Market Takeaway: US economic data could remain strong this week, providing a false sense of relief. USD gains coming from data surprises will likely remain shaky.

 

EUR: Dismal PMIs and bank lending survey makes ECB dovish surprise likely

While the US PMIs were strong yesterday, there was a broad underperformance in Eurozone PMIs both relative to expectation and relative to the US, breaking any myths of a potential stabilisation. Eurozone composite PMI slipped back to 46.5 from 47.2 with manufacturing staying weak at 43 while services disappointed, slipping back to 47.8 from 48.7 (vs. 48.6 expected). PMI indicators also showed price pressures cooling and job market loosening, suggesting ECB may have a high chance of surprising dovish this week. Bank lending survey also showed further pressure from tighter lending standards and weak borrowing demand. EURUSD slid back lower to the 1.06 handle from highs of 1.0694.

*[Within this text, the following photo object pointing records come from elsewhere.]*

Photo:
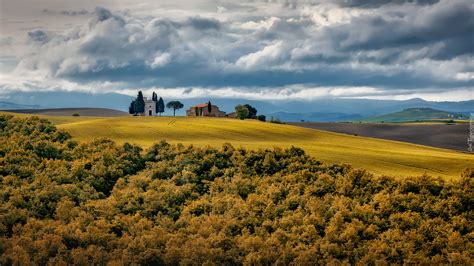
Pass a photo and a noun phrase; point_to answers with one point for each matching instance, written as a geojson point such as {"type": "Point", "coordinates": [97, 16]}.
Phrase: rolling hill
{"type": "Point", "coordinates": [417, 114]}
{"type": "Point", "coordinates": [101, 112]}
{"type": "Point", "coordinates": [380, 157]}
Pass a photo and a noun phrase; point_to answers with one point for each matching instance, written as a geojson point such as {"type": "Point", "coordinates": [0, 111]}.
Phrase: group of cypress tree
{"type": "Point", "coordinates": [137, 106]}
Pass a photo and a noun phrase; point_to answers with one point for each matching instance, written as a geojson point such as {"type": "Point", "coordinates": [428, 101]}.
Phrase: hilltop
{"type": "Point", "coordinates": [415, 115]}
{"type": "Point", "coordinates": [101, 112]}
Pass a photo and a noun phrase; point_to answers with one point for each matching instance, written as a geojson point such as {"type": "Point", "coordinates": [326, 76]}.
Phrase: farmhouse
{"type": "Point", "coordinates": [203, 110]}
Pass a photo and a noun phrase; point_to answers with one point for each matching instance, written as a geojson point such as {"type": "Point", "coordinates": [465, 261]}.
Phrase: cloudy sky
{"type": "Point", "coordinates": [254, 49]}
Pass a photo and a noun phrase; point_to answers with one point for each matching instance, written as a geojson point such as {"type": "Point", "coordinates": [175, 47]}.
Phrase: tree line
{"type": "Point", "coordinates": [68, 202]}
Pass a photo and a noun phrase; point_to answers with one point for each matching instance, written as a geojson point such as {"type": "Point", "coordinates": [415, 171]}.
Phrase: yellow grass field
{"type": "Point", "coordinates": [376, 155]}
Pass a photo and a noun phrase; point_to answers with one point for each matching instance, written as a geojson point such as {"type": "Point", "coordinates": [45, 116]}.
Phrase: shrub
{"type": "Point", "coordinates": [101, 203]}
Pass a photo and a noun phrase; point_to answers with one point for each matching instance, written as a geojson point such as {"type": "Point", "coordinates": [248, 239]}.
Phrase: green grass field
{"type": "Point", "coordinates": [376, 155]}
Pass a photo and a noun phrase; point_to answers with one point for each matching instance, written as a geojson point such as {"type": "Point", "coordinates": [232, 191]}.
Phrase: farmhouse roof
{"type": "Point", "coordinates": [201, 105]}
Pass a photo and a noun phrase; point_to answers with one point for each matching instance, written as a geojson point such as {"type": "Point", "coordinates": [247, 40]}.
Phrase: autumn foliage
{"type": "Point", "coordinates": [63, 202]}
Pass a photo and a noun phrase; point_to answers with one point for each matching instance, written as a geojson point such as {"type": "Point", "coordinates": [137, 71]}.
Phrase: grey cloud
{"type": "Point", "coordinates": [38, 36]}
{"type": "Point", "coordinates": [388, 47]}
{"type": "Point", "coordinates": [449, 24]}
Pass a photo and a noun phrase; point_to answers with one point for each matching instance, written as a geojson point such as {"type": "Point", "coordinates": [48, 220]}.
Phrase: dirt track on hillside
{"type": "Point", "coordinates": [435, 135]}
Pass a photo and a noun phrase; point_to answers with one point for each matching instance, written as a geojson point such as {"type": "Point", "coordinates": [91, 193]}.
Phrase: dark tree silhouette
{"type": "Point", "coordinates": [241, 112]}
{"type": "Point", "coordinates": [131, 108]}
{"type": "Point", "coordinates": [140, 103]}
{"type": "Point", "coordinates": [175, 105]}
{"type": "Point", "coordinates": [160, 106]}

While the Eurozone growth outlook continues to deteriorate, a lot of the bad news is priced in the EUR. China stimulus plans also will likely be modestly supportive for EUR, but a significant dovish surprise from the ECB this week could threaten channel support at 1.0570. Reversal above 0.236 resistance at 1.0643 may be needed to bring uptrend in focus.

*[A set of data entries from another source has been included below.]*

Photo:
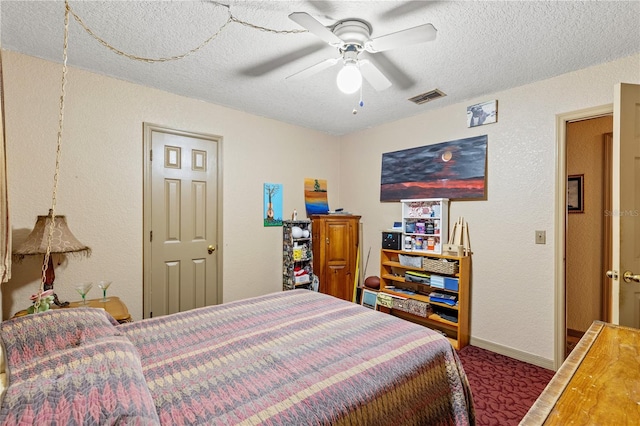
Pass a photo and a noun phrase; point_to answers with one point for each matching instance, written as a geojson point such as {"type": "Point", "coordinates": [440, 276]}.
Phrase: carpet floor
{"type": "Point", "coordinates": [503, 388]}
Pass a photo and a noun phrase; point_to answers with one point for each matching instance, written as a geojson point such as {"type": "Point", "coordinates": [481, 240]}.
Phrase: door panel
{"type": "Point", "coordinates": [180, 222]}
{"type": "Point", "coordinates": [626, 204]}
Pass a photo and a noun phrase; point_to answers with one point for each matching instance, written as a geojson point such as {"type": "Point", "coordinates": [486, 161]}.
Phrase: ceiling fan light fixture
{"type": "Point", "coordinates": [349, 79]}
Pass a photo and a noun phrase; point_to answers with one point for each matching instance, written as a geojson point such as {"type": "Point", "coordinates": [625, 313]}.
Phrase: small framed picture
{"type": "Point", "coordinates": [575, 194]}
{"type": "Point", "coordinates": [481, 114]}
{"type": "Point", "coordinates": [369, 298]}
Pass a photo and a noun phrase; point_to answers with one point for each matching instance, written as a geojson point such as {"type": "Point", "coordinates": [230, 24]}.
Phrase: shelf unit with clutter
{"type": "Point", "coordinates": [425, 224]}
{"type": "Point", "coordinates": [297, 255]}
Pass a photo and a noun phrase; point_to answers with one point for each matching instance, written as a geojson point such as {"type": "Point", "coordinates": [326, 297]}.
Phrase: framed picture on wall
{"type": "Point", "coordinates": [575, 194]}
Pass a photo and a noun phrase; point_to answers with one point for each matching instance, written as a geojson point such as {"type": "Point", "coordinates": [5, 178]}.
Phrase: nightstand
{"type": "Point", "coordinates": [114, 306]}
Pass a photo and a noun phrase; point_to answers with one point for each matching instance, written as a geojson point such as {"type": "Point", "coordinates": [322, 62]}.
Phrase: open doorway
{"type": "Point", "coordinates": [588, 228]}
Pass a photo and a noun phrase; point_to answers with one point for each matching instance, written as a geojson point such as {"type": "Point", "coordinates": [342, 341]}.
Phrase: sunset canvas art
{"type": "Point", "coordinates": [454, 170]}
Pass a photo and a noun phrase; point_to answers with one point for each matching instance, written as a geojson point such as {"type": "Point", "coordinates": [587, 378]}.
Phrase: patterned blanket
{"type": "Point", "coordinates": [72, 367]}
{"type": "Point", "coordinates": [298, 358]}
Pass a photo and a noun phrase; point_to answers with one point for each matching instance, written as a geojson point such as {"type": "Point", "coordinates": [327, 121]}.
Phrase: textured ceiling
{"type": "Point", "coordinates": [481, 47]}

Market Takeaway: Macro backdrop remains downbeat but positioning has been turning long. All eyes on ECB where a dovish surprise can bring EURUSD lower to 1.0550 levels, but spikes to 1.0650 area remain likely as USD loses traction.

Source: Bloomberg

AUD: Buoyed by hot CPI and China budget boost

We had highlighted last week the case for a divergence in Australia and New Zealand’s inflation for Q3. Australia’s Q3 CPI came in higher-than-expected today, with the headline rising 5.4% YoY vs. 5.3% expected and trimmed mean rising 5.2% YoY vs. 5.0% expected. This comes after recent comments from RBA Governor Michelle Bullock who has been stressing low tolerance towards slow return of inflation to target, which had the markets extremely sensitive to the inflation reading. AUDUSD rallied to test the 0.64 handle this morning before easing slightly. We still believe that the bar for the RBA to hike rates is very high, given the labor market has been cooling. Gains in AUDNZD also extended to 1.09+ levels, but we remain sceptical that these could stick.

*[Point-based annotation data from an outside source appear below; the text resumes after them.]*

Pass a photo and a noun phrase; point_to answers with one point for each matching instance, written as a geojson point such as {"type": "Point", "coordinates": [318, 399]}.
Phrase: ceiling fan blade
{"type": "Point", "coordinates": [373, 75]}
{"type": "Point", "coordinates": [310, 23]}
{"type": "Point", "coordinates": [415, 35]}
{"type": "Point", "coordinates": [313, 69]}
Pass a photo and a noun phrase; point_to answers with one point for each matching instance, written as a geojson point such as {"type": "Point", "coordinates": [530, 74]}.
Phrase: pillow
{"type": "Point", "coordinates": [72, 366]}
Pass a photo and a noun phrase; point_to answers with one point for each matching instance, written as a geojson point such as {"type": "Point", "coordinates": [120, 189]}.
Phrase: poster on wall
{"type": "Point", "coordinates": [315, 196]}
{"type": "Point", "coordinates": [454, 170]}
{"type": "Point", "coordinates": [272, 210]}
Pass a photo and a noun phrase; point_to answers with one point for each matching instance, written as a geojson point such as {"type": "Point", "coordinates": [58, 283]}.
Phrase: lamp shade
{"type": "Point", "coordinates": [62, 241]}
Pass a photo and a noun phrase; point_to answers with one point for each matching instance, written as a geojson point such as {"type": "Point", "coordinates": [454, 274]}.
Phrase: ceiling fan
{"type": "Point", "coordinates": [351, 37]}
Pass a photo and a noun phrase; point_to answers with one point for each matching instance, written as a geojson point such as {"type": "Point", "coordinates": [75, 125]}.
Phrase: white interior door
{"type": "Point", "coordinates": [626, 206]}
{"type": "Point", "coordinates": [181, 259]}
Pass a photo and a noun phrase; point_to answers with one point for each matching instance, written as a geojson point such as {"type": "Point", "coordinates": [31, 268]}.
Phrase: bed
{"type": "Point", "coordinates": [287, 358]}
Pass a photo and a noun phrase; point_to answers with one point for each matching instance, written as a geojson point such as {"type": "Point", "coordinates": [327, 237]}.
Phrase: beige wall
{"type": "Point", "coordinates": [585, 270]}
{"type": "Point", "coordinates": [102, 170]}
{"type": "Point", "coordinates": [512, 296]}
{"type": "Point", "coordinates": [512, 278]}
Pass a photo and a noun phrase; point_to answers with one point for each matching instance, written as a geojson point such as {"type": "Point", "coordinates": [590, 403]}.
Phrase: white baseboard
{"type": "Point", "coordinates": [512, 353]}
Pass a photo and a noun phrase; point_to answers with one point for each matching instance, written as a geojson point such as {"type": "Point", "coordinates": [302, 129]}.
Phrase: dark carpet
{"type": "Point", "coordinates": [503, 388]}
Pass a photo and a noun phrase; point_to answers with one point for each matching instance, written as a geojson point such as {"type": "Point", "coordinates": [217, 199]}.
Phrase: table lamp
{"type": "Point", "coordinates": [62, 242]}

AUD also got a boost from China’s one-trillion yuan budget boost announcement which lifted industrial commodities. However, property sector overhang still continues, and any lift to AUD may remain temporary.

Market Takeaway: AUDUSD and AUDNZD extended gains on China stimulus and hot CPI making the November rate hike a possibility, however it will remain hard for AUD to ignore China’s property sector overhang and global recession concerns.